The Rust application wasn't swinging around much in memory consumption. It catches up on the state of the data it tracks from Kafka by loading the data from PostgreSQL, so it loads up and then settles into basically a flat-line. Very low variance.
libzstd was swinging/spiking really hard, presumably because the default configuration is trying to be a "good citizen" and not hold onto memory any longer than necessary for it to finish decompressing the incoming data. These application instances are ingesting and processing ~100-200 MiB/second w/ 10 cores and (after the fix) 4 GiB of RAM. Most of the RAM utilization was the internal memory data structure for the state being updated and synchronized. libzstd was bouncing between "almost nothing" and ~200 MiB.

In the course of kicking these facts around with a coworker, a realization struck me. tikv_jemallocator probably isn't linking malloc and free by default and is instead using a prefix. Investigated the crate documentation and yep, it prefixes by default because a number of platforms don't tolerate that well.

So to test this hypothesis, I disabled jemalloc and deployed a version that used libc malloc only. That used less RAM but it still wasn't what I had before or what I wanted. Average across all instances was ~3.2 GiB instead of ~3.6 GiB but still not what it was before (~2.7 GiB). Still higher variance too.

So then I used the crate feature in tikv_jemallocator to disable prefixing and boom, back to the way it was before. Digging into the 9 years of changes between Centos 7's libc malloc and Ubuntu 22.04's libc malloc, it seems like they've been trying to make libc malloc eat into tcmalloc and jemalloc's wheelhouse and that introduced additional overhead and volatility to my use-case. That and running two mallocs side-by-side unnecessarily.

OK, done and dusted. Separately, I probably should look into setting libzstd tuning parameters to calibrate for the level of throughput we're dealing with. There's an even bigger application than mine that could benefit from this anyhow.

Some context for work I did to improve Kafka Consumer throughput with librdkafka:

Updated Magnus' Add 'fetch.queue.backoff.ms' to the consumer (#2879) patch was later merged under a separate PR but is largely what made it into trunk. Fixing this issue Led to a huge throughput improvement for my application.
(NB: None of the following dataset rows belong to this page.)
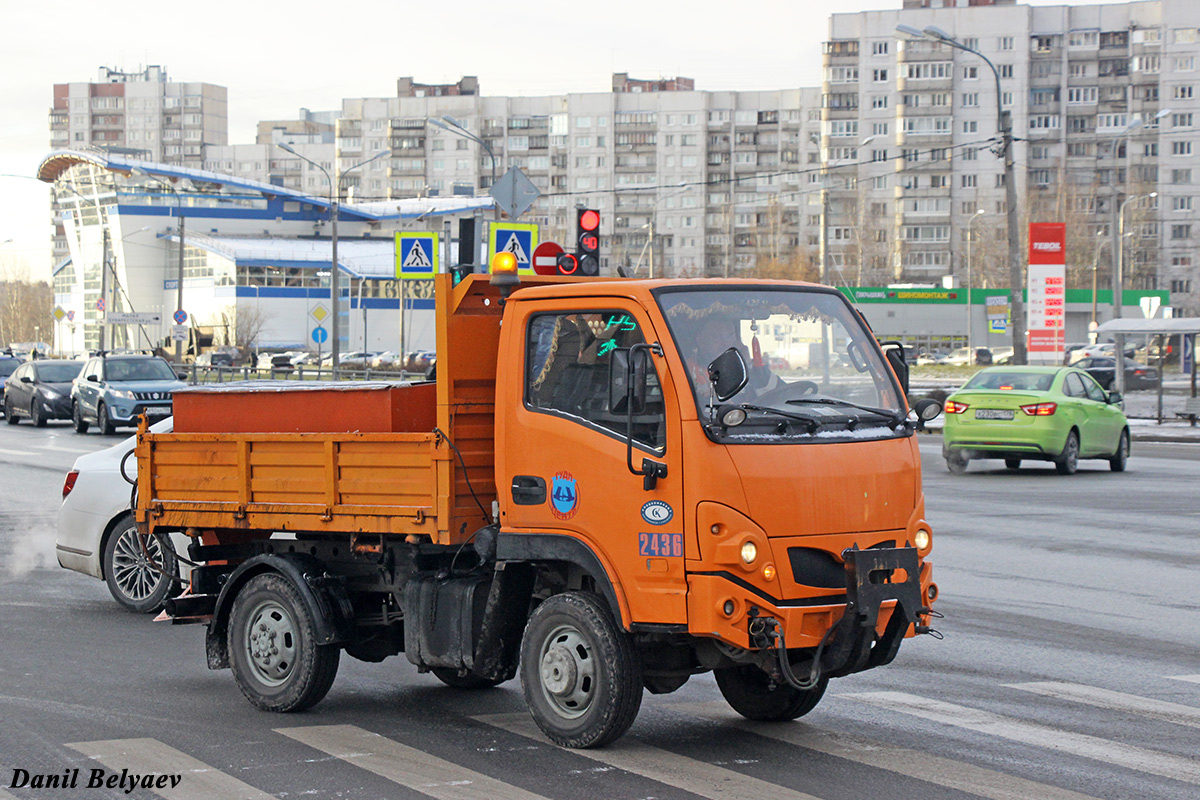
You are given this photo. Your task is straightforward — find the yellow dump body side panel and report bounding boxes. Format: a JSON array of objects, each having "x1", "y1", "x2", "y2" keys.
[{"x1": 137, "y1": 432, "x2": 451, "y2": 543}]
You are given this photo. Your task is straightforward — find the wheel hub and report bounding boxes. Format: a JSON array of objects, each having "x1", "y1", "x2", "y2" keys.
[
  {"x1": 541, "y1": 644, "x2": 580, "y2": 697},
  {"x1": 246, "y1": 602, "x2": 295, "y2": 686}
]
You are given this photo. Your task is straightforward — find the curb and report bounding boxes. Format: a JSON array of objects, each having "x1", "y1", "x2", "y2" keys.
[{"x1": 918, "y1": 427, "x2": 1200, "y2": 444}]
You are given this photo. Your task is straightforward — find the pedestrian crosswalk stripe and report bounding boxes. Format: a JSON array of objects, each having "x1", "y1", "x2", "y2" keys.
[
  {"x1": 1008, "y1": 681, "x2": 1200, "y2": 728},
  {"x1": 1170, "y1": 675, "x2": 1200, "y2": 684},
  {"x1": 67, "y1": 739, "x2": 274, "y2": 800},
  {"x1": 839, "y1": 692, "x2": 1200, "y2": 783},
  {"x1": 474, "y1": 714, "x2": 817, "y2": 800},
  {"x1": 275, "y1": 724, "x2": 544, "y2": 800},
  {"x1": 667, "y1": 703, "x2": 1094, "y2": 800}
]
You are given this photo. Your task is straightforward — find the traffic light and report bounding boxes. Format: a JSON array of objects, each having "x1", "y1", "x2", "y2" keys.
[{"x1": 576, "y1": 209, "x2": 600, "y2": 277}]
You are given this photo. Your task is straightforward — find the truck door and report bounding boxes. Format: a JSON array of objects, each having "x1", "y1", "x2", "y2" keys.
[{"x1": 497, "y1": 299, "x2": 686, "y2": 624}]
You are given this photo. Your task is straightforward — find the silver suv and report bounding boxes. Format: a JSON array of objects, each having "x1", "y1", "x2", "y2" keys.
[{"x1": 71, "y1": 355, "x2": 186, "y2": 435}]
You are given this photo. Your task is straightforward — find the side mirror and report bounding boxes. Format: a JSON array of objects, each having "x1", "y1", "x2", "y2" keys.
[
  {"x1": 880, "y1": 341, "x2": 907, "y2": 398},
  {"x1": 608, "y1": 348, "x2": 646, "y2": 414},
  {"x1": 708, "y1": 348, "x2": 750, "y2": 403}
]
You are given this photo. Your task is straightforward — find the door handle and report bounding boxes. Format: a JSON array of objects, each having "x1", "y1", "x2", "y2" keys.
[{"x1": 512, "y1": 475, "x2": 546, "y2": 506}]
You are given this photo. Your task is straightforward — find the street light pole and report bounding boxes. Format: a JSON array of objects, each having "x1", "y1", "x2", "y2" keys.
[
  {"x1": 132, "y1": 173, "x2": 184, "y2": 367},
  {"x1": 275, "y1": 142, "x2": 391, "y2": 380},
  {"x1": 967, "y1": 209, "x2": 986, "y2": 363},
  {"x1": 1112, "y1": 190, "x2": 1158, "y2": 395},
  {"x1": 896, "y1": 25, "x2": 1027, "y2": 363}
]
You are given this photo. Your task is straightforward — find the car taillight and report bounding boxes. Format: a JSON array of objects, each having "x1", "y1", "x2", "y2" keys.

Rust Leptos app had steadily increasing memory consumption on the backend and would OOM every so often

Yeah this one is really simple: don't use leptos-query unless someone takes the project on and fixes it up. There was no way I could find to disable it in ssr mode and it wasn't freeing/deallocating anything properly. Heaptrack seemed to think it might've actually been leaking but heaptrack has given me false positives before so who knows.

GitHub issue for context: https://github.com/gaucho-labs/leptos-query/issues/36

This impacted ShotCreator which I am working on with a few others.